The traditional method for building customer knowledge systems has been to write up and store reports on account meetings and sales contacts.
The difficulty with such an approach is the volume of paper based information that is generated, often for little effect as few people actually read the information, valuable though it is.
The second generation approach was to use computers to gather the same information. However, this also suffered from a weakness that the data was not really completed as effectively as it was on paper and most of those completing the data tended to be away from the office in the field.
The third generation approach has seen use of the Internet and intranets to collect information that can be shared amongst colleagues. This is still somewhat in its infancy and many people are still just collecting information, rather than collecting information in a method suitable for analysis and investigation.

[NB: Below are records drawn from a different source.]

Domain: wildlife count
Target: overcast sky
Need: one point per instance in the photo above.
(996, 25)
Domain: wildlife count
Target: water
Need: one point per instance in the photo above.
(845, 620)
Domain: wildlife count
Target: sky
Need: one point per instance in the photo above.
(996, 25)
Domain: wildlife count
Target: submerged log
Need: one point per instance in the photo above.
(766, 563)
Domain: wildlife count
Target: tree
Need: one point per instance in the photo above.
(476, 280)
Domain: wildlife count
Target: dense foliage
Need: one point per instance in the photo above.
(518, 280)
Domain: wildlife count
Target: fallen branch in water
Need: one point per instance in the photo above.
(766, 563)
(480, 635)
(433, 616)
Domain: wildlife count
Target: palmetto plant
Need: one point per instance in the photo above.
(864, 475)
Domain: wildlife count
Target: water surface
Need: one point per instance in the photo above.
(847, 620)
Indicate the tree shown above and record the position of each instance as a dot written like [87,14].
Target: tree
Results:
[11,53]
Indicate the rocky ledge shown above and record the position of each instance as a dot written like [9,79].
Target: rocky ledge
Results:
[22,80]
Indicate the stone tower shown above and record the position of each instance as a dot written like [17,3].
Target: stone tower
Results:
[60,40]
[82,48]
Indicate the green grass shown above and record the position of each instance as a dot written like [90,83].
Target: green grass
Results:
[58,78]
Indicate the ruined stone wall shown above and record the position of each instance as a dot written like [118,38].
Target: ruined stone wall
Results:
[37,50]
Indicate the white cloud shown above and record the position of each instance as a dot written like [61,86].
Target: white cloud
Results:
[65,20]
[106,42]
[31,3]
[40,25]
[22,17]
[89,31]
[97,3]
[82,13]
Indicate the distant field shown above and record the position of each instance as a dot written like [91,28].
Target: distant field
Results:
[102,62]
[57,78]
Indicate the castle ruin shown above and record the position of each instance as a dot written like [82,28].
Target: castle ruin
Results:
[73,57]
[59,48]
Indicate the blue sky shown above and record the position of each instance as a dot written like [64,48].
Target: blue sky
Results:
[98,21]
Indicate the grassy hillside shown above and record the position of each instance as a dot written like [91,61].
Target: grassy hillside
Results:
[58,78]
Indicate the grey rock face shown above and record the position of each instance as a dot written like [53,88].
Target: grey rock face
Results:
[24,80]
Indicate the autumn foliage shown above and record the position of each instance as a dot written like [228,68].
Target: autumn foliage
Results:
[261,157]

We believe that we have a number of key 3.5 generation tools for customer knowledge collection including the use of the internet for data collection and data entry (including via WAP phone for those in the field), the ability to record data in free text and to update specific relationship information (see Relationship Analysis tools) and the ability to search and pass on information based on recommendation and peer-review. By making the data public and developing a forum whereby other parties in the business can access the information and make suggestions for additions to the account, you genuinely create value adding relationships with your clients.
The fourth generation which is already build into Notanant, our marketing knowledge system can take these internal systems taken a stage further with the development of self-maintained databases where customers keep their own information up-to-date in return for a discount or financial incentive. As the boundary between customers and suppliers blurs, these are likely to become a more common approach to doing business and sharing information.